Ethen Roberts

Personal information
- Nationality: America
- Born: July 15, 1990 (age 35) Salt Lake City, Utah

Sport
- Sport: Freeride Mountain Bike, Freestyle Motocross, Snow Bike
- Event(s): X Games, Nitro Circus, Nitro World Games, Red Bull Rampage, Crankworx

Medal record
Competition
| Bronze medal – third place | 2019 Winter X-Games Aspen | Snow Bike Best Trick |

= Ethen Roberts =

American mountain biker (born 1992)

Ethen Godrey Roberts (born July 15, 1990), is a professional freeride mountain bike and FMX rider known for his participation with the extreme sports show Nitro Circus. He's the first to land a triple backflip on a mountain bike and has since become a pioneer of big mountain bike tricks, like a tsunami double backflip (2013) and triple backflip (2014). He's a pioneer athlete in the Snow Bike Winter X Games event, eventually winning a bronze medal in the 2019 Snow-Bike Best Trick event. He's also the nephew of the action sports pioneer Gregg Godfrey who is the co-founder of Nitro Circus.

==Personal==
Ethen grew up in Salt Lake City, he grew up in a location prime for action sports with an active family. His mother was a Professional Gymnast that had a career-ending injury from being on the U.S. Olympic gymnastics team. While his very close uncle is an action sports pioneer. Ethan states his family was "practically born backflipping dirtbikes and snowboards". Also stating “I was introduced to action sports by Gregg Godfrey, as soon as I was basically born,” Ethen says. He started racing motorcycles when he was 3 years old and eventually got into BMX racing too, but the freestyle eventually won him over in the end. “I loved racing, but I loved jumping more.”
At age 19, he left for Argentina for two years on a mission for his church, he spent those entire two years away from action sports completely. He didn't ride anything at all, just devoted himself to his mission until he was 21. He was one of the youngest kids to backflip a motorbike, doing so at the age of 14. On January 5, 2020, he and his wife Heather welcomed a boy, York, their second child.

==Career==
Ethen has adapted several tricks that he did first on a mountain bike that was adapted from FMX, like the scorpion double backflip and the backflip double grab superman. In 2013, he started competing and had his first viral moment with the tsunami double backflip. Over the years he quietly became world-class on a mountain bike, cementing that status in 2014 when he and Gavin landed the first-ever MTB triple backflips. Later in 2014, Roberts landed the first-ever Superman Double Backflip, he was nominated for Outstanding New Limit, ESPN Sport Science Newton Awards for the trick.

In 2017, He was in a Nitro Circus TV produced short-series Off the Grid with his brother and Godfrey clan where they featured various FMX and MTB tricks pushing the limits on the iconic Red Bull Rampage mountain in Virgin, Utah. Where he would later attempt to complete in the event, ultimately not qualifying for the Main Event.

In 2018, he competed in the first inaugural Snow Bike Best Trick event at X-Games Aspen 2018. He has been known for interchanging his style of Mountain Biking and FMX in competition.

In 2019, he was featured in a Giant Bicycles commercial where he attempted to caveman jump out of a helicopter with his mountain bike and continue riding down a mountain.

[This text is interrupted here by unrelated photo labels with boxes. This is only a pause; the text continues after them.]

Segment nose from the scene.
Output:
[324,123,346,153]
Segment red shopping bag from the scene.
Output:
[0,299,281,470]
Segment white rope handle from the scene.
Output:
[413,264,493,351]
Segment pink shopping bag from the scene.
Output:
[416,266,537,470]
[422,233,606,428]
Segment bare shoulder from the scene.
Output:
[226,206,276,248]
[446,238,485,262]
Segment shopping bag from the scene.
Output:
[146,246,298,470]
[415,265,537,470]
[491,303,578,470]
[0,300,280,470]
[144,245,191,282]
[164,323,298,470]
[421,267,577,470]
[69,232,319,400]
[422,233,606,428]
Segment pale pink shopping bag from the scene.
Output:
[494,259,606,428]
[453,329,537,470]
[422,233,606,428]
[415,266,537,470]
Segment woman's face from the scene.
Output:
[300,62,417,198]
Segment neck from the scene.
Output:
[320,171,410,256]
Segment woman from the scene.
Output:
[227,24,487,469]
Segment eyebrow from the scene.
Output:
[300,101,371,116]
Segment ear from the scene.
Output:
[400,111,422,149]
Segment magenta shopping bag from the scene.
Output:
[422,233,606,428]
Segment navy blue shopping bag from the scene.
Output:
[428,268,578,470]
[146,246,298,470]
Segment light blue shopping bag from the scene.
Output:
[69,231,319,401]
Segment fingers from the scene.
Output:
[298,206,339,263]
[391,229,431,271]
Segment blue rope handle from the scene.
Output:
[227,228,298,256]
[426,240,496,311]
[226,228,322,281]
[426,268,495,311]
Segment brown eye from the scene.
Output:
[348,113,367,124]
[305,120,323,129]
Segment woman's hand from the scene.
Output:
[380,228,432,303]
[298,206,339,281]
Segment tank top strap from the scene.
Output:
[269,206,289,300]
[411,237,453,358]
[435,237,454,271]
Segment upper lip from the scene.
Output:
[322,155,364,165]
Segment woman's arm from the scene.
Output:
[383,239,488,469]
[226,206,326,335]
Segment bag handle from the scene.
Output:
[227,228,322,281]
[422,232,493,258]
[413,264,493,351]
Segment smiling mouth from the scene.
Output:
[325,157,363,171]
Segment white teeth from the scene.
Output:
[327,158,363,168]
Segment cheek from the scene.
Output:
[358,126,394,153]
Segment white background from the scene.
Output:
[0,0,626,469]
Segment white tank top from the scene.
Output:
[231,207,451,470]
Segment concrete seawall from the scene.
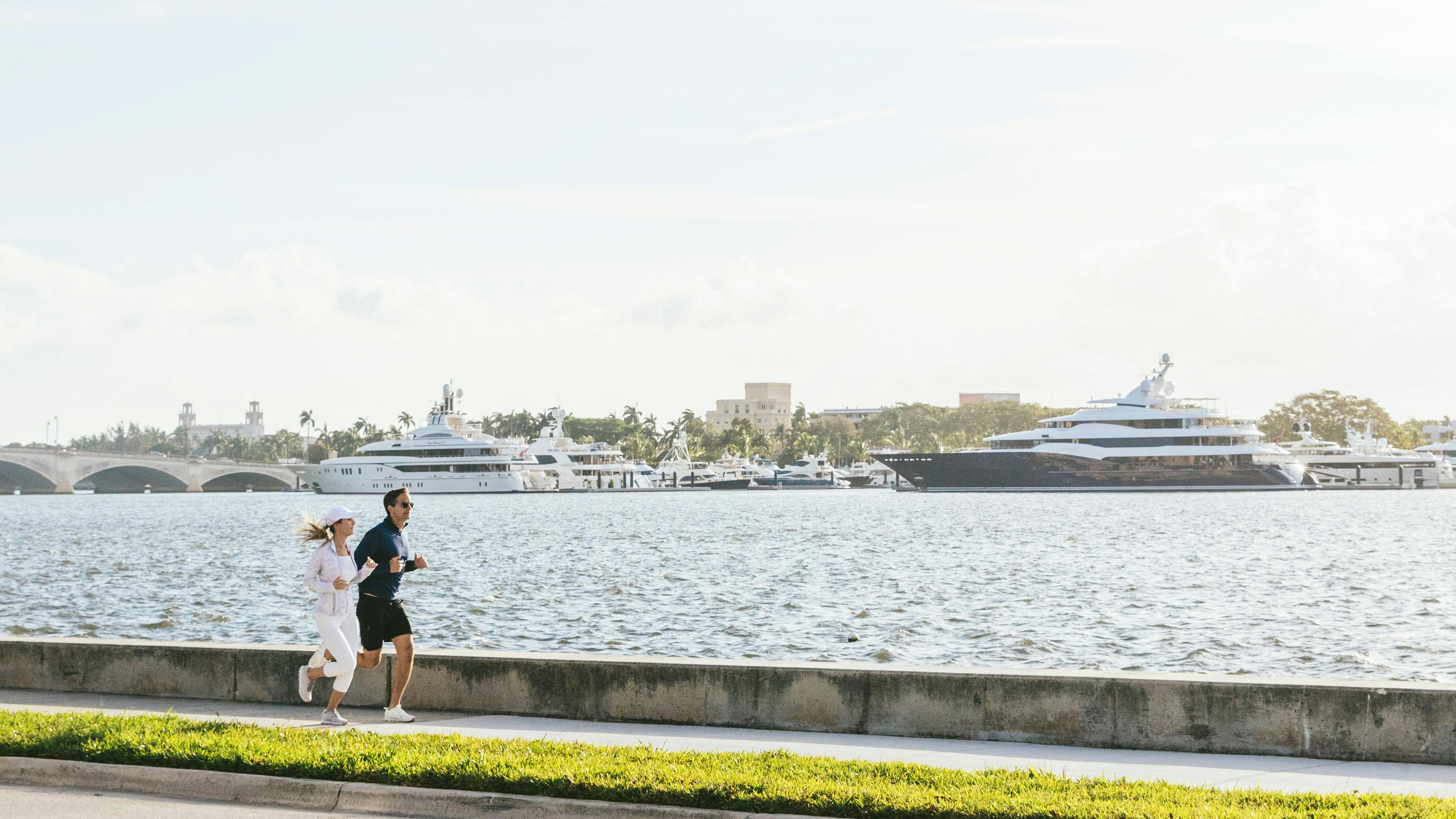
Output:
[0,637,1456,765]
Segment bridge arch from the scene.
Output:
[0,462,55,495]
[202,470,293,492]
[76,464,186,495]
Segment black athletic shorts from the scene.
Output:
[357,595,415,652]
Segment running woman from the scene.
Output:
[298,506,374,726]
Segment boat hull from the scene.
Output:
[877,449,1316,492]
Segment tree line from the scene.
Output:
[43,390,1450,465]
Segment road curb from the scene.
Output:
[0,757,814,819]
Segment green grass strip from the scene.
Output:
[0,711,1456,819]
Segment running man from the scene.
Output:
[354,489,430,723]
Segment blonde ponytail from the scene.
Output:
[294,515,333,542]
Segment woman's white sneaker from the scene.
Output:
[298,665,313,703]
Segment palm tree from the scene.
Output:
[298,410,313,452]
[773,422,794,455]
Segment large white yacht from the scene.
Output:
[1415,436,1456,489]
[524,407,658,490]
[875,354,1316,492]
[312,384,528,495]
[1280,420,1443,489]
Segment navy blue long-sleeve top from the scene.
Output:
[354,518,415,600]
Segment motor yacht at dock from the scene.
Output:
[875,354,1318,492]
[524,407,658,490]
[1280,420,1445,489]
[312,384,528,495]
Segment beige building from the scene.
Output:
[708,381,794,434]
[961,393,1021,407]
[178,401,265,441]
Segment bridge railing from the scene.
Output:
[0,447,309,467]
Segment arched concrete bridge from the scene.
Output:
[0,447,304,495]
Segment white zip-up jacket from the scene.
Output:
[303,540,374,617]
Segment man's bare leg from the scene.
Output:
[390,634,415,708]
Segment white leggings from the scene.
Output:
[313,611,360,693]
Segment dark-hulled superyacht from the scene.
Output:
[875,354,1318,492]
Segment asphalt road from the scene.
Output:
[0,786,380,819]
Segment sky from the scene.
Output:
[0,0,1456,442]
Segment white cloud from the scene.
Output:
[744,108,895,141]
[460,188,977,224]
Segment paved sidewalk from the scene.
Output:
[0,688,1456,796]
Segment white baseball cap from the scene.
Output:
[323,506,360,527]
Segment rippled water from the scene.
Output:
[0,490,1456,681]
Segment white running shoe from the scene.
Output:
[384,706,415,723]
[298,665,313,703]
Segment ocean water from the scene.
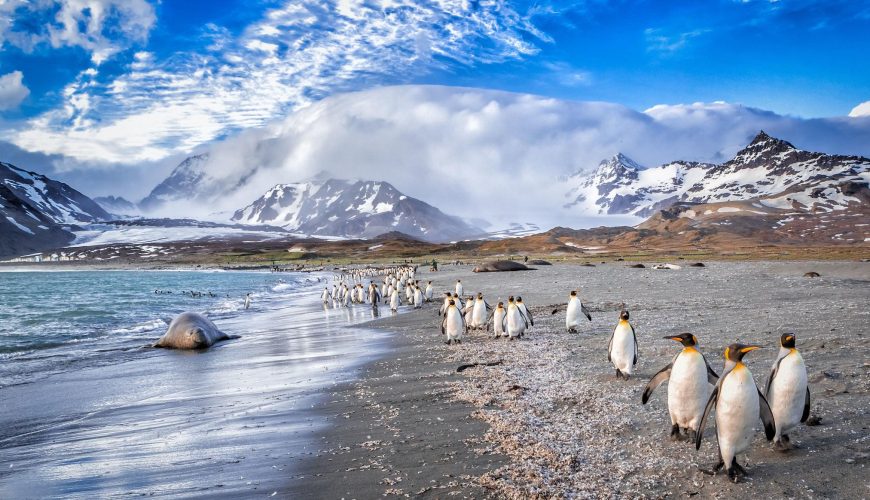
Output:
[0,271,327,387]
[0,271,400,498]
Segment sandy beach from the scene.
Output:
[287,262,870,498]
[0,261,870,498]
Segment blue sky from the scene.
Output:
[0,0,870,185]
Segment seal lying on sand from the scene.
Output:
[153,312,238,349]
[474,260,534,273]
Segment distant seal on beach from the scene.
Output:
[526,259,553,266]
[474,260,533,273]
[152,312,238,349]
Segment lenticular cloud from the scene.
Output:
[155,86,870,227]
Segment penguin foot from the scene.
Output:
[671,424,682,441]
[698,458,725,476]
[728,458,749,483]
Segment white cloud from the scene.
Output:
[140,86,870,227]
[0,71,30,111]
[849,101,870,118]
[0,0,556,163]
[644,28,710,55]
[0,0,156,65]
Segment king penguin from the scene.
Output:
[489,302,507,338]
[764,333,810,451]
[506,295,529,340]
[640,333,719,441]
[565,290,592,333]
[695,344,776,482]
[441,300,466,345]
[607,311,637,380]
[468,293,492,330]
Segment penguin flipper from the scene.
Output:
[801,387,810,422]
[764,356,785,397]
[607,329,616,362]
[580,303,592,321]
[701,354,719,385]
[628,323,638,365]
[756,387,776,441]
[640,363,674,404]
[695,379,720,450]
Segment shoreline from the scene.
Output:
[288,262,870,498]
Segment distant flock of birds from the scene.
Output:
[321,266,810,482]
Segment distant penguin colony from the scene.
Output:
[316,266,810,482]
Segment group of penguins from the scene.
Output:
[439,281,810,482]
[320,266,433,312]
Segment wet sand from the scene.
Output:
[296,262,870,498]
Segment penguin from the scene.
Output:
[565,290,592,333]
[441,300,466,345]
[517,296,535,326]
[369,281,381,306]
[390,290,401,312]
[487,302,507,338]
[640,333,719,441]
[695,344,776,482]
[414,285,423,309]
[438,292,453,316]
[607,311,637,380]
[506,296,529,340]
[764,333,810,451]
[468,293,492,330]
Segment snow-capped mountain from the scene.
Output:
[0,162,110,257]
[566,131,870,216]
[232,179,482,241]
[139,153,217,211]
[94,196,139,215]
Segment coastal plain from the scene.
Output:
[289,261,870,498]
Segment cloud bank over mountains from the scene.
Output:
[136,86,870,227]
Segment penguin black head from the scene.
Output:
[665,333,698,347]
[725,344,761,362]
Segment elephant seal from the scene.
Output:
[152,312,238,349]
[473,260,534,273]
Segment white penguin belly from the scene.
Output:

The shorts gained attention throughout social media.

In 2020, Roberts shot several commercials, including one for Zero Motorcycles. He also shot a commercial for Toyota USA later that year.

In January 2022, Roberts and the Diesel Brothers collaborated on Jake Paul’s birthday. Roberts performs some impressive tricks on his Snowbike at the party, as seen on their show.